オリンピックに関して別の難題も持ち上がっている。時事通信Web版(4月7日付)によると、アメリカ国務省のプライス報道官は記者会見で、中国による人権侵害に懸念を示し、来年2022年2月に開催される北京冬季オリンピックについて、ボイコットの是非を同盟国や友好国と議論していく考えを示した。 オリンピックのボイコットと聞いて思い浮かぶのは1980年のモスクワオリンピックで、アメリカのカーター大統領の提唱で旧ソ連によるアフガニスタン侵攻に抗議して日本を含め50ヵ国余りがボイコットした。それにしても、プライス報道官の記者会見でのコメントは絶妙なタイミングだ。
今月15日、菅総理はアメリカ訪問に向けて出発し、16日にバイデン大統領と首脳会談を予定している。おそらく主要議題として、中国による台湾侵攻の可能性の分析や、有事に際してアメリカと日本はどう対応すべきか率直に意見交換することになるだろう。それと、今回の北京冬季オリンピックのボイコットについての論議がセットになるのではないだろうか。むしろ、バイデン氏はセットにしたいが故にあえてこの今回この報道官コメントを通じて問題提起をしたのかもしれない。
バイデン政権による中国の人権弾圧に関する対応は強硬だ。
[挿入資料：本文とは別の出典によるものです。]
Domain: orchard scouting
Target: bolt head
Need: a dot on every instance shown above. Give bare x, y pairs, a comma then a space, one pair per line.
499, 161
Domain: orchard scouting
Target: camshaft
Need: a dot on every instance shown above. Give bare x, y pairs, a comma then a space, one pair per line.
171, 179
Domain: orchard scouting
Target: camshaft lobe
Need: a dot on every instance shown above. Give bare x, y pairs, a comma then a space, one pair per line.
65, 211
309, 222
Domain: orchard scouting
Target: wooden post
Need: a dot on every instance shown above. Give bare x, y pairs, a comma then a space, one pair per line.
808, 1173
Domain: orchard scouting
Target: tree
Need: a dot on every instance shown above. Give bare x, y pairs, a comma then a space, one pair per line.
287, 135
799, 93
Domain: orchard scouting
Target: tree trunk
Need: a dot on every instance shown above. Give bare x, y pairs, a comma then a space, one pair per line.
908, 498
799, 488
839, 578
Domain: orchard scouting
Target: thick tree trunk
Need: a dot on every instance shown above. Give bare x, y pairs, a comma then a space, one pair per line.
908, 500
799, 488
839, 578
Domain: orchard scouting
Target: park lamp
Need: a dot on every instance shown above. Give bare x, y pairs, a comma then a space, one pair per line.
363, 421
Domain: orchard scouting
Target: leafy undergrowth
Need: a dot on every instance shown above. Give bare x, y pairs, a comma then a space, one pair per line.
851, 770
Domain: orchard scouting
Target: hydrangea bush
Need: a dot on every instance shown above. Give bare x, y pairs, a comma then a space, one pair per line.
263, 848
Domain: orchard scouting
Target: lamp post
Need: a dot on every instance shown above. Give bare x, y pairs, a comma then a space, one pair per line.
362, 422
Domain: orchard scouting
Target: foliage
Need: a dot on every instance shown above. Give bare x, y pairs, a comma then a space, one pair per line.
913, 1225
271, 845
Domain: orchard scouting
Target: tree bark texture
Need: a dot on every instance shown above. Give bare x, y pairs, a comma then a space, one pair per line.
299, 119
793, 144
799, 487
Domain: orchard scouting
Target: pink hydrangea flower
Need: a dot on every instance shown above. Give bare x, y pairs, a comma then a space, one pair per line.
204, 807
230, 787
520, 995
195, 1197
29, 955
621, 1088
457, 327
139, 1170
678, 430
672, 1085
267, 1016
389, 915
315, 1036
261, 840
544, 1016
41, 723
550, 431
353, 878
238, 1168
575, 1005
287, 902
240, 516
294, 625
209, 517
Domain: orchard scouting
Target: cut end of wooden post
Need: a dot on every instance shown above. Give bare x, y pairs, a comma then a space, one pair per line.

アメリカの国務省の報道官は、中国がウイグル人に対して「ジェノサイド(大量虐殺)」を行っていると認め、この点においては前政権と現政権の見解は一致していると繰り返し述べている(2021年2月5日付・AFP通信Web版日本語)。
ただ、日米首脳会談に臨む菅総理の心中は穏やかではないだろう。何しろ、アメリカの同盟国としてボイコットに同調すれば、中国は趣意返しとして3ヵ月後の東京オリンピックのボイコットを切り出すことは想像に難くない。さらに、中国は息のかかったアフリカの諸国に東京オリンピックのボイコット圧力をかけてくるだろう。そうした状況が見えてくるだけに、菅氏とすれば北京オリンピックのボイコット案件は東京オリンピック後に回答したいとバイデン氏に伝え、その場をしのぐのではないか。
有名な言葉「オリンピックは参加することに意義ある」(元IOC会長・クーベルタン)はもう過去の話なのだろうか。オリンピックの政治利用という真逆の方向に世界は動き出している。